UNITED NATIONS – Illicit trafficking of diamonds from Central African Republic into neighboring Cameroon is helping finance the continuation of a nearly three-year conflict, an expert panel that monitors U.N. sanctions said in a confidential report.
Central African Republic (CAR) descended into chaos in March 2013 when predominantly Muslim Seleka rebels seized power, triggering reprisals by “anti-balaka” Christian militias who drove tens of thousands of Muslims from the south in a de facto partition of the landlocked country.
Although rival armed groups agreed to a peace accord in May, the conflict has continued at a lower intensity, and a transitional government has been unable to assert its authority over all of the vast, mineral-rich territory.
The export of diamonds from CAR was banned in May 2013 by the Kimberley Process, which represents 81 countries, including the United States, the European Union, Russia, China and all major diamond-producing nations. The group was formed to prevent so-called blood diamonds from funding conflicts.
In its interim report to the CAR sanctions committee, the U.N. Security Council’s panel of experts said the illicit trade in diamonds is still funding major players in the conflict and increasingly involves neighboring countries such as Cameroon and Chad.
The panel has not previously highlighted the role of Cameroon in the conflict diamond trade.

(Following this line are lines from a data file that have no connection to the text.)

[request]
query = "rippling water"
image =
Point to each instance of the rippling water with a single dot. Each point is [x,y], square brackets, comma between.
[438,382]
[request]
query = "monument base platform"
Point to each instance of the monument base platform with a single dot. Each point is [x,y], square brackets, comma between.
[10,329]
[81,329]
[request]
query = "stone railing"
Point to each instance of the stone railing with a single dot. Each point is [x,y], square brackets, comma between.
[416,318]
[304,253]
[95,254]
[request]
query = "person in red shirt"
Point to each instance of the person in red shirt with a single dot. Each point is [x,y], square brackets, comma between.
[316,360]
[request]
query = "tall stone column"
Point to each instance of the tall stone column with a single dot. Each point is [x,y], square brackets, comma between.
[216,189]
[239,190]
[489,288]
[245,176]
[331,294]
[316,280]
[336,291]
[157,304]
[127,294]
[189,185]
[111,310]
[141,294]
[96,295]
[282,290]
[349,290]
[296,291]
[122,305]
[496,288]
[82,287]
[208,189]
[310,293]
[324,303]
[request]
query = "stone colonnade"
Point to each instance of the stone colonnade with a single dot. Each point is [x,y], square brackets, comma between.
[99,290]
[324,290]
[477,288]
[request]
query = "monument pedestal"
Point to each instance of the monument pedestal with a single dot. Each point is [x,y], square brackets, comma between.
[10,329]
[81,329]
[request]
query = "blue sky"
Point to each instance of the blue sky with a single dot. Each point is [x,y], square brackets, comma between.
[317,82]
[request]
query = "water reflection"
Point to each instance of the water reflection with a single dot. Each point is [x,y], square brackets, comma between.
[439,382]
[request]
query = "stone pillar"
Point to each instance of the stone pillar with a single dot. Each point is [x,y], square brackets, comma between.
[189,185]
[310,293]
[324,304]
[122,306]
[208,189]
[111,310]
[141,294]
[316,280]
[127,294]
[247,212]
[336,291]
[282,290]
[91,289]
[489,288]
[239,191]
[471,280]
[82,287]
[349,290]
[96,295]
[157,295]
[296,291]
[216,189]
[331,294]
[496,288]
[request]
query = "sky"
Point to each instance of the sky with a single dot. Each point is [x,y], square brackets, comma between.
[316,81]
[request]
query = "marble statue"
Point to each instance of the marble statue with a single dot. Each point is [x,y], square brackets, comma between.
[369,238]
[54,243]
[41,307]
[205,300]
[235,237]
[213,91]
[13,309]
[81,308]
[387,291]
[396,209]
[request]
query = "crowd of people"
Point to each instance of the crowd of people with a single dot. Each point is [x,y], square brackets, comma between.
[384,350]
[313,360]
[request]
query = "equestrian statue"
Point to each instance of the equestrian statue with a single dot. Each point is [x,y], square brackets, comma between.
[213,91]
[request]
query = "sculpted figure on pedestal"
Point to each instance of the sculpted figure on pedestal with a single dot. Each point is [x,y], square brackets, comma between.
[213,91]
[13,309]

But the report does not directly implicate Cameroon authorities in the trade.
“Despite a decline in violence by anti-balaka elements in the southwest, some anti-balaka continue to be involved in the illicit exploitation of diamonds,” the panel said in the report, seen by Reuters.
“Diamond mines in the (sub-prefecture) of Amada Gaza (Mambere-Kadei province) are violently contested between anti-balaka and armed Peul,” the experts said.
Many Muslims from the Peul ethnic group were displaced by the war.